In February 2015, the FASB issued ASU No. 2015-02, Consolidation (Topic 810): Amendments to the Consolidation Analysis (“ASU 2015‑02”). ASU 2015-02 affects reporting entities that are required to evaluate whether they should consolidate certain legal entities. We adopted ASU 2015-02 on January 1, 2016. The adoption of ASU 2015-02 did not impact our consolidated financial statements.

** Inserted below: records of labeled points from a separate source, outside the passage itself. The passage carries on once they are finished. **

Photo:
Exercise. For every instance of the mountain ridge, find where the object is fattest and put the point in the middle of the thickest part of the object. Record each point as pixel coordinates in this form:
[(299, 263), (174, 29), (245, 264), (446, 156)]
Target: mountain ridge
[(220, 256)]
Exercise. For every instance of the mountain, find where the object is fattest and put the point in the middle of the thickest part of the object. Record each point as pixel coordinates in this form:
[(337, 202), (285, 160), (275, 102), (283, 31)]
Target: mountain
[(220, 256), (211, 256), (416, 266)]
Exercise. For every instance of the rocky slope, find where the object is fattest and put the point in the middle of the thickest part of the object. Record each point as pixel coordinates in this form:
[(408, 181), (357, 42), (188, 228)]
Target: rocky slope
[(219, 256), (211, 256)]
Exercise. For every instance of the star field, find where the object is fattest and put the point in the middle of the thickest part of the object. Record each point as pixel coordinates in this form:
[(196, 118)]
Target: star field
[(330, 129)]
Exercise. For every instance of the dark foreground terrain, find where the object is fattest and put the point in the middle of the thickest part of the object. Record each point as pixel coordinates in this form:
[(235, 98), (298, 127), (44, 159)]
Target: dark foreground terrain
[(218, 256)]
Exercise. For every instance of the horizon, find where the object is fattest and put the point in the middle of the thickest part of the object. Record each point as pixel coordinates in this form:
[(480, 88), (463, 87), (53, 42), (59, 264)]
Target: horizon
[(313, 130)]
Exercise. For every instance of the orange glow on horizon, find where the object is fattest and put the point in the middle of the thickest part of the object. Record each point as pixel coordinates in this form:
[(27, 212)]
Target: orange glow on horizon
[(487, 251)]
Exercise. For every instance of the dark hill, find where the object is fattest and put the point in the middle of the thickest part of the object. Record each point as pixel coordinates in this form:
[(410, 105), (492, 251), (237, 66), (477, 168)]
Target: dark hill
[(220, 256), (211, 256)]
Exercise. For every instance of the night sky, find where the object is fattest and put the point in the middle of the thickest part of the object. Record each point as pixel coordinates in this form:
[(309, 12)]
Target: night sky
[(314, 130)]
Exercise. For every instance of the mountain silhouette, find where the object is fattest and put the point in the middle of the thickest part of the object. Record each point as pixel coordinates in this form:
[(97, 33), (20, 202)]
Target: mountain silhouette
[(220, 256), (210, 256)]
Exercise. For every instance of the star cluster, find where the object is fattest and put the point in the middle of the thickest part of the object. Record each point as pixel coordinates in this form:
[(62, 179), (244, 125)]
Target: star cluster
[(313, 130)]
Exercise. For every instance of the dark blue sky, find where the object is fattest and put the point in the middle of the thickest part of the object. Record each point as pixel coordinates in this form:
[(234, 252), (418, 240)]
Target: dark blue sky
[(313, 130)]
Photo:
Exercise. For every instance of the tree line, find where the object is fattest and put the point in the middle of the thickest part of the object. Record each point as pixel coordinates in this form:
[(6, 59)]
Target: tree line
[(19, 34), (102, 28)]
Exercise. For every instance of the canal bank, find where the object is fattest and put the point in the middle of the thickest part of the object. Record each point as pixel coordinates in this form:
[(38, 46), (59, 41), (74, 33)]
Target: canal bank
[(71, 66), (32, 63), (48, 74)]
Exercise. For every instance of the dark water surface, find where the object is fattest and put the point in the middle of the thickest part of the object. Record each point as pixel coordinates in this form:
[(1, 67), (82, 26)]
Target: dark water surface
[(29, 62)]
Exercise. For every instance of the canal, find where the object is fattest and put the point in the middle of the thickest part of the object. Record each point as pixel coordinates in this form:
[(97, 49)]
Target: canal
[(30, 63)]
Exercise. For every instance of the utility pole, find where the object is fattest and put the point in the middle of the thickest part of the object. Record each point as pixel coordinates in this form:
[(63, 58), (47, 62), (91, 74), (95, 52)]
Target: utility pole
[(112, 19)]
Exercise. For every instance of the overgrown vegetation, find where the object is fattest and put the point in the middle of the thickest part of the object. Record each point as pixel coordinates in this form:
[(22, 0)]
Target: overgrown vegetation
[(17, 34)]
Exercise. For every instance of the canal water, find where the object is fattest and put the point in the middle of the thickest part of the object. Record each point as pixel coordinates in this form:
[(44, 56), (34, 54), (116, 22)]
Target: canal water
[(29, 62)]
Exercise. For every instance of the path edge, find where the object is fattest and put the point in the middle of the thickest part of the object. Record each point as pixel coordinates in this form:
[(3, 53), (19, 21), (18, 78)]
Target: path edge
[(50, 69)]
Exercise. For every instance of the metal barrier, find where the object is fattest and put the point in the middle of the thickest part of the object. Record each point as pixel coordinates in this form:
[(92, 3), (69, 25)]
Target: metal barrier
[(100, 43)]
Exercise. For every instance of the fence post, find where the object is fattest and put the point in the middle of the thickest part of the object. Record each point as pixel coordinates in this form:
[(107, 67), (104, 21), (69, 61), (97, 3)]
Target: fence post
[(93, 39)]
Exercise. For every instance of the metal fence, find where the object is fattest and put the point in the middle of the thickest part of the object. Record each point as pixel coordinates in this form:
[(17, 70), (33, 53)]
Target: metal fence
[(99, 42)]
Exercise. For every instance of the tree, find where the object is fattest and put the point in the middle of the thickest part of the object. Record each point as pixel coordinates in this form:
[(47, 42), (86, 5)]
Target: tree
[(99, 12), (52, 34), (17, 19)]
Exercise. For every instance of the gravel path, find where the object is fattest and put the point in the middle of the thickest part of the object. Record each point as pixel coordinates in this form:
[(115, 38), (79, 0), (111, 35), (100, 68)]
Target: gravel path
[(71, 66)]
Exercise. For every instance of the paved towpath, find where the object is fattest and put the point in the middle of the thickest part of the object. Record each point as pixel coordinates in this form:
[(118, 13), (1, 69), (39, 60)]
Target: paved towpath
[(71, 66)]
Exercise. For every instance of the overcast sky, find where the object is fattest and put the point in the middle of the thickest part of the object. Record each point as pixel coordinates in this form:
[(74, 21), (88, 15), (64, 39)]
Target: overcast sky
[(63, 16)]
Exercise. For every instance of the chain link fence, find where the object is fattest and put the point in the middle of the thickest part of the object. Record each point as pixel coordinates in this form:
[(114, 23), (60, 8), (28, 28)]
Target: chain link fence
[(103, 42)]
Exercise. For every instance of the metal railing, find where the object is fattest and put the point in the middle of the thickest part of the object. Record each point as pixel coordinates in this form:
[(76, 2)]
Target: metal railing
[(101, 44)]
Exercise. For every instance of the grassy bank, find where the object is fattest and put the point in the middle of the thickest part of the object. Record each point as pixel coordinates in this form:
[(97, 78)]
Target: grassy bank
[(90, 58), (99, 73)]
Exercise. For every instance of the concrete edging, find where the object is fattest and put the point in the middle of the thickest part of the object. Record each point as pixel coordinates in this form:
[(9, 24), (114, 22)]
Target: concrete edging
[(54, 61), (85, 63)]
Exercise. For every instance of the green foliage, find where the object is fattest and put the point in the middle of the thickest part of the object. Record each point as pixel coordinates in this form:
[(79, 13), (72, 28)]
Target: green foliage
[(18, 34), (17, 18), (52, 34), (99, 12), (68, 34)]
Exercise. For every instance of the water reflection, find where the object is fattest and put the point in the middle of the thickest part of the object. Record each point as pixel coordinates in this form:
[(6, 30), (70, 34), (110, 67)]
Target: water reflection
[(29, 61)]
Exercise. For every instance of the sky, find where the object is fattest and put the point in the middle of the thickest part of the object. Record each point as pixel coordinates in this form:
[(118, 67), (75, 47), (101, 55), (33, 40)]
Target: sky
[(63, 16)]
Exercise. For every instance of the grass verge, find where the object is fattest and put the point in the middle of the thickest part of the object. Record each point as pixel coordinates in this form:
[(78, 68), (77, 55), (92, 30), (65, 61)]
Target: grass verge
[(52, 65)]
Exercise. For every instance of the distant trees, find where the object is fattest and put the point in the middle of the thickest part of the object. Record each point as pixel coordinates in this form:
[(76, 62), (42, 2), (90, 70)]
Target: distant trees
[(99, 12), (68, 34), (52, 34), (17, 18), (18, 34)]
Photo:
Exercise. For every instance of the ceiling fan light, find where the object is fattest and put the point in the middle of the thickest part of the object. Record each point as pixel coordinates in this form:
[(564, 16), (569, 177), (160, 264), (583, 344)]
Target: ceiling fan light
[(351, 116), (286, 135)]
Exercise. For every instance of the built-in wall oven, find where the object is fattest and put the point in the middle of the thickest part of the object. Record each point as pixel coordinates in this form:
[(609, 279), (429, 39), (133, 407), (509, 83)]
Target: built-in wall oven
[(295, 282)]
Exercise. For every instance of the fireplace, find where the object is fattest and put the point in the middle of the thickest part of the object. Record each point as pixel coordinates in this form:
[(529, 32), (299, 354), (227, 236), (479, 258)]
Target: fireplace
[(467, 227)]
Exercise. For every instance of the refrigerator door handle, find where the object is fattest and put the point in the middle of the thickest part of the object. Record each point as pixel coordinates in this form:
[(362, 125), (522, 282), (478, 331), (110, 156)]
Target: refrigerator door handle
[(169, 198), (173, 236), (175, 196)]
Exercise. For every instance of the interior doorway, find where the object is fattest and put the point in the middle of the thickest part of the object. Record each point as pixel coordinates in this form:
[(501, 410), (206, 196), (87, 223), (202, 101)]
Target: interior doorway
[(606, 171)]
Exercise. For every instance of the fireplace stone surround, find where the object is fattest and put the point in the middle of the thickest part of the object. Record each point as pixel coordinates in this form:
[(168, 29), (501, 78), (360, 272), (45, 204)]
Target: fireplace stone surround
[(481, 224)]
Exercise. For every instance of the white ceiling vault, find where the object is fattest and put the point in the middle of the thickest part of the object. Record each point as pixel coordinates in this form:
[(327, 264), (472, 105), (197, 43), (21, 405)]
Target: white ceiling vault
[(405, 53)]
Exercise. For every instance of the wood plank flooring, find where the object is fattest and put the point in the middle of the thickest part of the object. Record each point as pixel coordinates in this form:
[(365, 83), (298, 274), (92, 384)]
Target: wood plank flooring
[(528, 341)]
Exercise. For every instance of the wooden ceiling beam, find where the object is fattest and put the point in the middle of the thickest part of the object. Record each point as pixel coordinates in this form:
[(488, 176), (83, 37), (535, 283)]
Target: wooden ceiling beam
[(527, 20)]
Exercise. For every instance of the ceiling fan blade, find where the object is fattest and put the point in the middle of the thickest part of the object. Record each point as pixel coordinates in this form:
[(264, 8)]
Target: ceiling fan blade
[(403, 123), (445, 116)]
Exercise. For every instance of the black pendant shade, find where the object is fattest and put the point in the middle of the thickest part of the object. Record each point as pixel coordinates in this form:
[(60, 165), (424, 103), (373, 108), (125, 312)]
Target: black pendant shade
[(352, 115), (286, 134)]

In November 2015, the FASB issued ASU No. 2015-17, Income Taxes (Topic 740): Balance Sheet Classification of Deferred Taxes ("ASU 2015-17"). ASU No. 2015-17 eliminates the requirement for reporting entities to present deferred tax liabilities and assets as current and noncurrent in a classified balance sheet. Instead, reporting entities will be required to classify all deferred tax assets and liabilities as noncurrent. The amendments in ASU 2015-17 may be applied either prospectively to all deferred tax liabilities and assets or retrospectively to all periods presented. ASU 2015-17 is effective for us on January 1, 2017, with early adoption permitted. We are currently evaluating the impact ASU 2015-17 will have on our consolidated financial statements.
In January 2016, the FASB issued ASU No. 2016-01, Financial Instruments - Overall (Subtopic 825-10): Recognition and Measurement of Financial Assets and Financial Liabilities ("ASU 2016-01"). ASU 2016-01 requires that most equity investments be measured at fair value, with subsequent changes in fair value recognized in net income. The pronouncement also impacts financial liabilities under the fair value option and the presentation and disclosure requirements for financial instruments. ASU 2016-01 is effective for us on January 1, 2018. We do not believe that the adoption of ASU 2016-01 will have a material impact on our consolidated financial statements.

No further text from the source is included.